[mary-dev] WikipediaMarkupCleaner

Mon Jan 18 14:51:11 CET 2010

Dear Paulo Levi,

After spliting the big XML file we process small chunks, the procedure 
is as follows:

1. load the small xml document, like the page32.xml I am sending you.

2. Select and process the page section:
<page>
    <revision>
      ...
    <title> ... </title>

    <text
     ...
    </text>
  </revision>
</page>

In function: getTextFromWikiPage(.. ) from DBHandler.java there is a
First filter: do not use the page if the title contains:

   pageTitle.contains("Wikipedia:")
|| pageTitle.contains("Image:")
|| pageTitle.contains("Template:")
|| pageTitle.contains("Category:")
|| pageTitle.contains("List_of_"))

3. select and process the text section if its length is > minTextLength 
(1000) and clean up it as much as possible
<text
 ...

</text>

The problem here is that inside text there is no xml format, it might 
contain
whatever: titles, subtitles, figures, lists, in html formant I guess 
(?), because those pages are
intended to be seen with a browser by wikipedia.

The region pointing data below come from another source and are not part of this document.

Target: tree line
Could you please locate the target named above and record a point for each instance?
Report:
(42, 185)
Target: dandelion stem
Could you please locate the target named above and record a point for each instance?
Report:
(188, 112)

The idea was to select as much as possible, just clean text, clean 
paragraphs from where we can select clean sentences,
I do not know if there is a better way to do this, if you know it...

The files I am sending you are:

page32.xml : this is an input example for the markup_cleaner

out_markup_clean.txt : this is the output of processing the previous, in 
this file I have marked
                       with ORI PAGE and CLEAN PAGE the input/output to 
the function removeMarKup() in the
                       WikipediaMarkupCleaner class.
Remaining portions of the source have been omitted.